On December 19th, 1989 Peter Murphy released his third solo album Deep. Following 1987’s Love Hysteria, Deep continued the collaborative effort between Murphy and producer Simon Rodgers, as well as his backing band, The Hundred Men, a supergroup of sorts featuring UK Decay’s Eddie Twiggy Branch on bass, and B-Movie’s Paul Statham on guitars and keyboards.
Rounding up the lineup were also Terl Bryant on percussion, and Peter Bonas on guitar.
The album spawned three singles: “The Line Between the Devil’s Teeth (And That Which Cannot Be Repeat)”, “Cuts You Up” and “A Strange Kind of Love”.
The track “Cuts You Up” became a modern rock hit in 1990, and is Murphy’s most popular song outside his work with Bauhaus, being second only to that band’s debut single “Bela Lugosi’s Dead”.
“Cut’s You Up’s” popularity is more than deserved, as even though it is an anthem for Goths, it is objectively one of the best pop songs of the 80s, being an international hit, having spent seven weeks at the top of the U.S. charts and crossing over to Billboard Hot 100, where it peaked at number 55.
Murphy’s video for “Strange Kind of Love”. was directed by Beyhan Murphy with his 2-year old daughter Hurihan Murphy making a cameo appearance.
The almost mournful sounding “Strange Kind of Love” (which would live sometimes lead into a “Bela Lugosi’s Dead” medley) also came in a second version with drums, bass, and guitars from the beginning of the song and different vocal take.

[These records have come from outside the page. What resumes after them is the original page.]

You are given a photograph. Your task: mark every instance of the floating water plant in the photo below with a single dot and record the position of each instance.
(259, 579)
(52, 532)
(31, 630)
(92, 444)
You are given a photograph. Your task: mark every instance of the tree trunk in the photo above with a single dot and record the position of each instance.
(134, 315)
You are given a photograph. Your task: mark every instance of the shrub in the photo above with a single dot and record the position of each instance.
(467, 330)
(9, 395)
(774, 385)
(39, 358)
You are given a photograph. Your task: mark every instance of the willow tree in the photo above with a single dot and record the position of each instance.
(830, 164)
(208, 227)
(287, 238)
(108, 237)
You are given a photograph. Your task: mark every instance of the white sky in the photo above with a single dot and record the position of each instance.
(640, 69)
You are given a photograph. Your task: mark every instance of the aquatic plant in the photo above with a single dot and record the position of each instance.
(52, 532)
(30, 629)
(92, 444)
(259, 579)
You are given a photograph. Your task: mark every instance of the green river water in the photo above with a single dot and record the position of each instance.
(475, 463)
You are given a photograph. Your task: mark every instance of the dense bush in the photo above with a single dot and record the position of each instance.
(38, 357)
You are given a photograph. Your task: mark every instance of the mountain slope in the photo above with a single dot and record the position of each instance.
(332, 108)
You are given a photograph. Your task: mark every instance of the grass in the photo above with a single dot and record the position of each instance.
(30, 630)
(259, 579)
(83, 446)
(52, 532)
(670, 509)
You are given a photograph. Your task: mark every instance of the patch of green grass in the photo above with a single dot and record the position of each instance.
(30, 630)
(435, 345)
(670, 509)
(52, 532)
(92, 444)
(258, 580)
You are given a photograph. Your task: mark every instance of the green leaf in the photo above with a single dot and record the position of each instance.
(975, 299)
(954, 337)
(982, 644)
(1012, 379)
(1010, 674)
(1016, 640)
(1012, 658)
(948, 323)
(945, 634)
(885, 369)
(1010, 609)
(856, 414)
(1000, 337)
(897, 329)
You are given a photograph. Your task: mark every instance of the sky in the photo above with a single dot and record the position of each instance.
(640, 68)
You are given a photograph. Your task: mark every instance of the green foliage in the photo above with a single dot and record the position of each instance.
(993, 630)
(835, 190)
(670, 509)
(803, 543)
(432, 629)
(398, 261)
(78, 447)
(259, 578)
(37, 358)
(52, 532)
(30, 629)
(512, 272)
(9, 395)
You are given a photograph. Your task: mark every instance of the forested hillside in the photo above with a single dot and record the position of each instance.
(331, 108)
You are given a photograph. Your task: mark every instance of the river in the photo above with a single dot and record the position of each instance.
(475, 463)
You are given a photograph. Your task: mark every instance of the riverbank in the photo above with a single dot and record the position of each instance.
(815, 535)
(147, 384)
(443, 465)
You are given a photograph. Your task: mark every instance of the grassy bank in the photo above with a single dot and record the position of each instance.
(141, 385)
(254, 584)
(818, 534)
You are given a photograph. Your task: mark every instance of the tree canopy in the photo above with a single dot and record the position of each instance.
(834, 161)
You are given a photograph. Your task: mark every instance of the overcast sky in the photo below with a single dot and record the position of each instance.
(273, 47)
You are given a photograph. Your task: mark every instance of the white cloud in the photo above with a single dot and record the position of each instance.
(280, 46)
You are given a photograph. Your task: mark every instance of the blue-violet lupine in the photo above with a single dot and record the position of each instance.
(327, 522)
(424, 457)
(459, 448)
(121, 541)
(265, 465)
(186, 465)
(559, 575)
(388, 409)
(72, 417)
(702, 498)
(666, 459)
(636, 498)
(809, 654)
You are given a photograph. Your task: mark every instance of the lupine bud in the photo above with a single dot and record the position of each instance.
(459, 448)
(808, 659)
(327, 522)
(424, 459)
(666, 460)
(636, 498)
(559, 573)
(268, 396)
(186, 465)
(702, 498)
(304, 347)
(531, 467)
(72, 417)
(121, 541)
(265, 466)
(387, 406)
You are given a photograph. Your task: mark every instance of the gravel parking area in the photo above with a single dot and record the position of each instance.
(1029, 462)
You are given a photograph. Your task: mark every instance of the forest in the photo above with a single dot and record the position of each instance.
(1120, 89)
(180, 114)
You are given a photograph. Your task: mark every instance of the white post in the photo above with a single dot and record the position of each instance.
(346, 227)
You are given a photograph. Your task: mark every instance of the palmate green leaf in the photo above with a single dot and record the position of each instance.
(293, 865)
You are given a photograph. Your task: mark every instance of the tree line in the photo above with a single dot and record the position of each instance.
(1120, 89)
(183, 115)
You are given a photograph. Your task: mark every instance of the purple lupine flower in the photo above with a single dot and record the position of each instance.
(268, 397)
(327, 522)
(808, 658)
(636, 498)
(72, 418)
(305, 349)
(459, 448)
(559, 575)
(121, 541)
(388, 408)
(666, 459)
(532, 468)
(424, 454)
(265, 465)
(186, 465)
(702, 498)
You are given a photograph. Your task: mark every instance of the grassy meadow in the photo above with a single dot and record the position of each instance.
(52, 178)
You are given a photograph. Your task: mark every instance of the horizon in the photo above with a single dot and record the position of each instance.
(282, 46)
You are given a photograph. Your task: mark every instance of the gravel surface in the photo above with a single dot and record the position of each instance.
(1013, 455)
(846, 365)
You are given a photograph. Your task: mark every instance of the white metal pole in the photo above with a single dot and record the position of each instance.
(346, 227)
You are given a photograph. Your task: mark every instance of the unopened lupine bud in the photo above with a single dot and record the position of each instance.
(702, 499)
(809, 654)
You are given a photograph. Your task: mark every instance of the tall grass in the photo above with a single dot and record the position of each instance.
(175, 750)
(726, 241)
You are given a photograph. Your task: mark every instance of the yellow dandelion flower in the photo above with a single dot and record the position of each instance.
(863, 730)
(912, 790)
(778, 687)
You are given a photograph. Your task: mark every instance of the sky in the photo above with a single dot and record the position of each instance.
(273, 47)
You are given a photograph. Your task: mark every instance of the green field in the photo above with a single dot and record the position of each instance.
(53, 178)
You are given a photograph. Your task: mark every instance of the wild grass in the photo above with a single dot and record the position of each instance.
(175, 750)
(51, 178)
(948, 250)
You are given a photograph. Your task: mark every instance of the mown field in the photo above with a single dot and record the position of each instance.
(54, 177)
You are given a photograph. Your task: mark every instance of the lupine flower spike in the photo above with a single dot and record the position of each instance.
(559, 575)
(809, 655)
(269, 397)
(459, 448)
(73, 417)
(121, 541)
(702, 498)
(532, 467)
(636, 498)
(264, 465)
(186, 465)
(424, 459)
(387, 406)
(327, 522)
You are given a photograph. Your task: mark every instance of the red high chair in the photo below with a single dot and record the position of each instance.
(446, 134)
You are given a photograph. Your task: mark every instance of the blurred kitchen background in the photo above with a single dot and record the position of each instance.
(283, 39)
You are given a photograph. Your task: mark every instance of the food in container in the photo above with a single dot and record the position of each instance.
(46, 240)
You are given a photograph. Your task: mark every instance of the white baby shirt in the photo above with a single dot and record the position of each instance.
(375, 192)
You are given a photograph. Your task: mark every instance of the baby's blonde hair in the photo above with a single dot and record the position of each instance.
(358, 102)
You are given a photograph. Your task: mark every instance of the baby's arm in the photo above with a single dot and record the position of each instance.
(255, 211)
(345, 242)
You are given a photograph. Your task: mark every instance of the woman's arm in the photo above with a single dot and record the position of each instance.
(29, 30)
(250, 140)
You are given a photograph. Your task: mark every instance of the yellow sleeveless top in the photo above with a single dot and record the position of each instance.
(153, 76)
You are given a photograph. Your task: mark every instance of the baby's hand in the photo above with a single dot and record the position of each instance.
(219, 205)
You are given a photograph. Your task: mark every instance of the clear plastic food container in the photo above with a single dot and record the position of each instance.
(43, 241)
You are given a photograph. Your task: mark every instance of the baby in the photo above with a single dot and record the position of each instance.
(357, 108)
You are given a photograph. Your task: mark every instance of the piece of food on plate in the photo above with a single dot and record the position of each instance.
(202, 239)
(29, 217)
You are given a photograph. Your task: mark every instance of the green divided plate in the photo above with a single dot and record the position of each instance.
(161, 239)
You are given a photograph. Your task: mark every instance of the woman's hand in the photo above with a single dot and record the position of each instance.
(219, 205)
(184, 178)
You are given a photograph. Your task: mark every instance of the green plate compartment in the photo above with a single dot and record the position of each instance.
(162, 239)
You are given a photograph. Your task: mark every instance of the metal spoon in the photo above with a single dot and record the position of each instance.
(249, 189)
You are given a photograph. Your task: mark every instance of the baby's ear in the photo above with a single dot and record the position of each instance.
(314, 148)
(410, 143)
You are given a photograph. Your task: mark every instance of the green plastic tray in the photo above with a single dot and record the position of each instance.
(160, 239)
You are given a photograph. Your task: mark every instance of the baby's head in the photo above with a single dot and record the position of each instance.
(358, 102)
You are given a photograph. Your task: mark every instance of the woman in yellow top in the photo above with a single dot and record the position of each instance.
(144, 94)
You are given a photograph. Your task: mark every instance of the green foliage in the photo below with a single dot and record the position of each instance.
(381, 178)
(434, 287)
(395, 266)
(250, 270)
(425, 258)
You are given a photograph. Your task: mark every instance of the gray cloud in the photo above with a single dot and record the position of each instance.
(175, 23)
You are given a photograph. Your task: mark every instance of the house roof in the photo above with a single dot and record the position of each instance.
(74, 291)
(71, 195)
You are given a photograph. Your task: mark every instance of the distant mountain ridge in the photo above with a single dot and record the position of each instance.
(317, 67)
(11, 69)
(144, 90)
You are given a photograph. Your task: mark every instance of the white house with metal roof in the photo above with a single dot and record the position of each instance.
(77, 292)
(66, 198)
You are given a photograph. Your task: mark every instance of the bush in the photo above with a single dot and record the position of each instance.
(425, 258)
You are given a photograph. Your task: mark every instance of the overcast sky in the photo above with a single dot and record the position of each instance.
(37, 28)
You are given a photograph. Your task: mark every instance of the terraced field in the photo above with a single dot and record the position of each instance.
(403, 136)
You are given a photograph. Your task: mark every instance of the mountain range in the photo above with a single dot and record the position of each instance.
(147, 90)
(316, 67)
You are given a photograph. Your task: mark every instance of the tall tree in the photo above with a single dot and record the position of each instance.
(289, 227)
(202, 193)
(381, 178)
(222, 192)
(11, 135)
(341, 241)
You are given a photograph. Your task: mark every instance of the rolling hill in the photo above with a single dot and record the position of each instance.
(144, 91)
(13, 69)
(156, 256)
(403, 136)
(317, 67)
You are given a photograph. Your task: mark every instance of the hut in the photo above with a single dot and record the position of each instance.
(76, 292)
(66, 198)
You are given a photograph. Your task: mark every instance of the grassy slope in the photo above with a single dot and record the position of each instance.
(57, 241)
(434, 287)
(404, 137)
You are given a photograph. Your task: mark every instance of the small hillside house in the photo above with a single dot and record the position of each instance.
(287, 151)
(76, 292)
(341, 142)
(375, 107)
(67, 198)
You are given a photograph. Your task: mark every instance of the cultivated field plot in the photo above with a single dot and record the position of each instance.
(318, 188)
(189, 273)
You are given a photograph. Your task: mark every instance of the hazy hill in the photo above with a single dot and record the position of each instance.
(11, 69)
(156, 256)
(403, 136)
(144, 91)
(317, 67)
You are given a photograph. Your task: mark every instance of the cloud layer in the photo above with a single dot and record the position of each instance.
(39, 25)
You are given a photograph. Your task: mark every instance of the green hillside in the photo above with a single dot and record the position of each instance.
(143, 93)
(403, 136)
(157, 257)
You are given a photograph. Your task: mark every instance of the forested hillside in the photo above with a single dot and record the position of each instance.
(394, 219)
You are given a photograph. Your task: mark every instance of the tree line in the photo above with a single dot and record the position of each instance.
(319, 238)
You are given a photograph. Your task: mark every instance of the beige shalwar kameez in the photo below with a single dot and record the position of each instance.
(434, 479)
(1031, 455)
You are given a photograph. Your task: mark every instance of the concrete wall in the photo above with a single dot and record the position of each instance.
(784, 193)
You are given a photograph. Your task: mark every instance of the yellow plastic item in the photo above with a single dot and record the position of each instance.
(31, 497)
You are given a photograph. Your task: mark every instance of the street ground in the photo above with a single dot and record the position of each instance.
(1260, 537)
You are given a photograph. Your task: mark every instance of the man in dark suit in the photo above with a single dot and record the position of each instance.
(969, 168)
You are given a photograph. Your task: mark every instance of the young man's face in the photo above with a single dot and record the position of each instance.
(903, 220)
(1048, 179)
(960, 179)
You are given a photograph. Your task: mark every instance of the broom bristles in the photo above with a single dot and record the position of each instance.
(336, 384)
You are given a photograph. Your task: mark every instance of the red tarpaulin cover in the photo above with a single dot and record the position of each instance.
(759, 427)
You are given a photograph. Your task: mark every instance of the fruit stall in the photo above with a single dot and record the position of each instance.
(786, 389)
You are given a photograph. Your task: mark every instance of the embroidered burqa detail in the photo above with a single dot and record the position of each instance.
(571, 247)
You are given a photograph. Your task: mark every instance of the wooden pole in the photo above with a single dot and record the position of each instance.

This version sounds more pop-oriented than the album version. You can find this version in the B side of the single releases of “The Line Between the Devil’s Teeth” and “Cuts You Up”.
The song “Marlene Dietrich’s Favourite Poem” sounded similar to “Strange Kind of Love”, and although not a single, became a fan favourite live to this day during Peter Murphy solo concerts.
The album’s opening track and title track “Deep Ocean Vast Sea” was also released as a single in Spain in September 1990.
Peter Murphy’s Deep is considered by most to be his signature work, and the record that firmly established his legacy beyond his band mates in Bauhaus. Starting in 1989, Dave Kendall of MTV’s 120 Minutes noticed, and made Murphy’s music a staple on the network for the next three years.